We present a machine and deep learning method to offload trained deep learning model and transmit packets efficiently on resource-constrained internet of things (IoT) edge devices and networks. Recently, the types of IoT devices have become diverse and the volume of data has been increasing, such as images, voice, and time-series sensory signals generated by various devices. However, transmitting large amounts of data to a server or cloud becomes expensive owing to limited bandwidth, and leads to latency for time-sensitive operations. Therefore, we propose a novel offloading and transmission policy considering energy-efficiency, execution time, and the number of generated packets for resource-constrained IoT edge devices that run a deep learning model and a reinforcement learning method to find an optimal contention window size for effective channel access using a contention-based medium access control (MAC) protocol. A Reinforcement learning is used to improve the performance of the applied MAC protocol. Our proposed method determines the offload and transmission strategies that are better to directly send fragmented packets of raw data or to send the extracted feature vector or the final output of deep learning networks, considering the operation performance and power consumption of the resource-constrained microprocessor, as well as the power consumption of the radio transceiver and latency for transmitting the all the generated packets. In the performance evaluation, we measured the performance parameters of ARM Cortex-M4 and Cortex-M7 processors for the network simulation. The evaluation results show that our proposed adaptive channel access and learning-based offload and transmission methods outperform conventional role-based channel access schemes. They transmit packets of raw data and are effective for IoT edge devices and network protocols.

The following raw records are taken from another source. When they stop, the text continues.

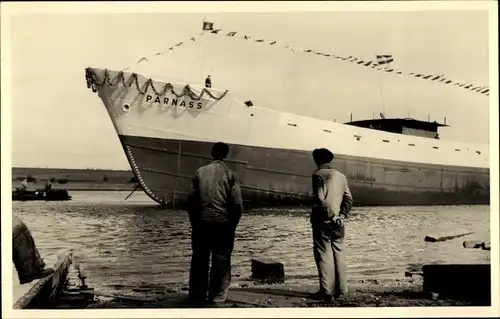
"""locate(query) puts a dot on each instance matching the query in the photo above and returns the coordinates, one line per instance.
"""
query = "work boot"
(321, 296)
(39, 275)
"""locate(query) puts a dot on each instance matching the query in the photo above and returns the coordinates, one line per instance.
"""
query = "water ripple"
(134, 243)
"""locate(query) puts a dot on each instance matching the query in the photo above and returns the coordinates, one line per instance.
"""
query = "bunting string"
(93, 83)
(380, 63)
(183, 43)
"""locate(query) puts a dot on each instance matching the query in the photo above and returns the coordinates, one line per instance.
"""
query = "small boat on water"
(20, 194)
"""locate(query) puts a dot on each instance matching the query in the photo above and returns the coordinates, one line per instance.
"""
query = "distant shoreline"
(75, 179)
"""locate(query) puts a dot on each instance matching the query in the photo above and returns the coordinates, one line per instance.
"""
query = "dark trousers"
(25, 255)
(329, 256)
(214, 240)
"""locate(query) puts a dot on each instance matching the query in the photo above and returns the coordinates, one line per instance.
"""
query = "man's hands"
(338, 220)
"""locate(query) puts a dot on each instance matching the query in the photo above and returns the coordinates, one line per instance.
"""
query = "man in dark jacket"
(333, 201)
(214, 212)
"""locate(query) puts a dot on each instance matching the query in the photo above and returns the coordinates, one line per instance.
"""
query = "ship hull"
(167, 132)
(268, 176)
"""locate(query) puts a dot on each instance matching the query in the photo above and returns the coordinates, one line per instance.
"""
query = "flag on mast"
(208, 26)
(384, 59)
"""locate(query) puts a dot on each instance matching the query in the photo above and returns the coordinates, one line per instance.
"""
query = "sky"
(58, 122)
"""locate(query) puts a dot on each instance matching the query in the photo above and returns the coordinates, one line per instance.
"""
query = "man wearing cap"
(215, 210)
(332, 202)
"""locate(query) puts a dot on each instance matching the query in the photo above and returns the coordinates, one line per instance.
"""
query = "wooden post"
(46, 288)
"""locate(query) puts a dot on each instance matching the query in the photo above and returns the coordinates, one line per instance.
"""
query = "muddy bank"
(363, 293)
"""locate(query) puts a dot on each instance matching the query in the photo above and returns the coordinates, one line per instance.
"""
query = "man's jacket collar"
(326, 166)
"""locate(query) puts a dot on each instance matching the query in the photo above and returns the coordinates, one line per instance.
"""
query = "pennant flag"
(208, 26)
(381, 63)
(384, 59)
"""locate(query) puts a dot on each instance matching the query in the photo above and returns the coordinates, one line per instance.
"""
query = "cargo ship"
(167, 130)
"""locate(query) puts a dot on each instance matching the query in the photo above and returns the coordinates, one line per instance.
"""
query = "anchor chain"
(93, 83)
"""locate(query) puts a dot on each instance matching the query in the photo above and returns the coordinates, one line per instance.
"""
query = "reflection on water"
(136, 243)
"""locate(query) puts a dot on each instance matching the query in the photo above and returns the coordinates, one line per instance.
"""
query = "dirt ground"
(363, 293)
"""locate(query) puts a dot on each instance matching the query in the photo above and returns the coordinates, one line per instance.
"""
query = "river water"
(124, 244)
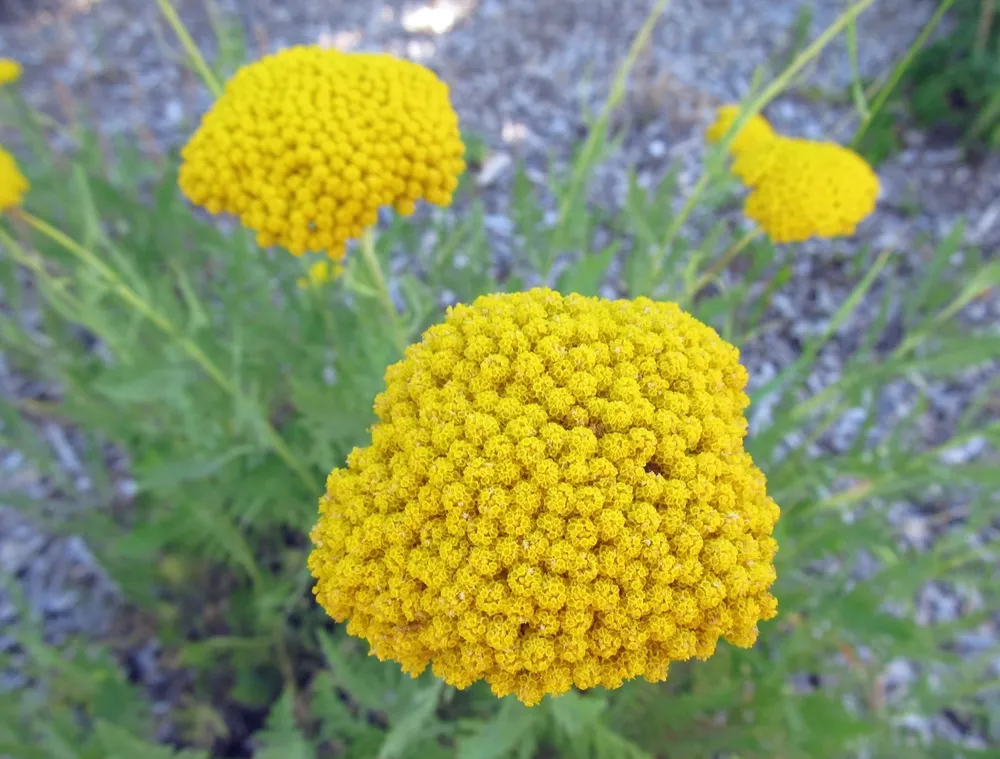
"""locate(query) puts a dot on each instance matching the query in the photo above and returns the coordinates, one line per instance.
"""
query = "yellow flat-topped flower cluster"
(13, 184)
(555, 495)
(800, 188)
(10, 71)
(306, 145)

机译:我们提出了一种机器和深度学习方法,以减轻训练有素的深度学习模型的负担,并在资源受限的物联网(IoT)边缘设备和网络上高效地传输数据包。近年来,物联网设备的类型变得多样化,并且数据量不断增加,例如图像,语音和由各种设备生成的时序感官信号。但是,由于带宽有限,将大量数据传输到服务器或云变得昂贵,并导致时间敏感型操作的延迟。因此,我们提出了一种新的卸载和传输策略,其中考虑了能源效率,执行时间以及资源受限的IoT边缘设备的生成数据包的数量,这些设备运行深度学习模型并采用强化学习方法来找到最佳的竞争窗口大小使用基于竞争的媒体访问控制(MAC)协议进行有效的信道访问。强化学习用于改善所应用的MAC协议的性能。考虑到资源受限的微处理器的运行性能和功耗,我们提出的方法确定了更好的卸载和传输策略,以便更好地直接发送原始数据的碎片数据包或发送提取的特征向量或深度学习网络的最终输出,以及无线电收发器的功耗和传输所有生成的数据包的等待时间。在性能评估中,我们测量了用于网络仿真的ARM Cortex-M4和Cortex-M7处理器的性能参数。评估结果表明,我们提出的自适应信道访问和基于学习的卸载和传输方法优于常规的基于角色的信道访问方案。它们传输原始数据包,对于IoT边缘设备和网络协议有效。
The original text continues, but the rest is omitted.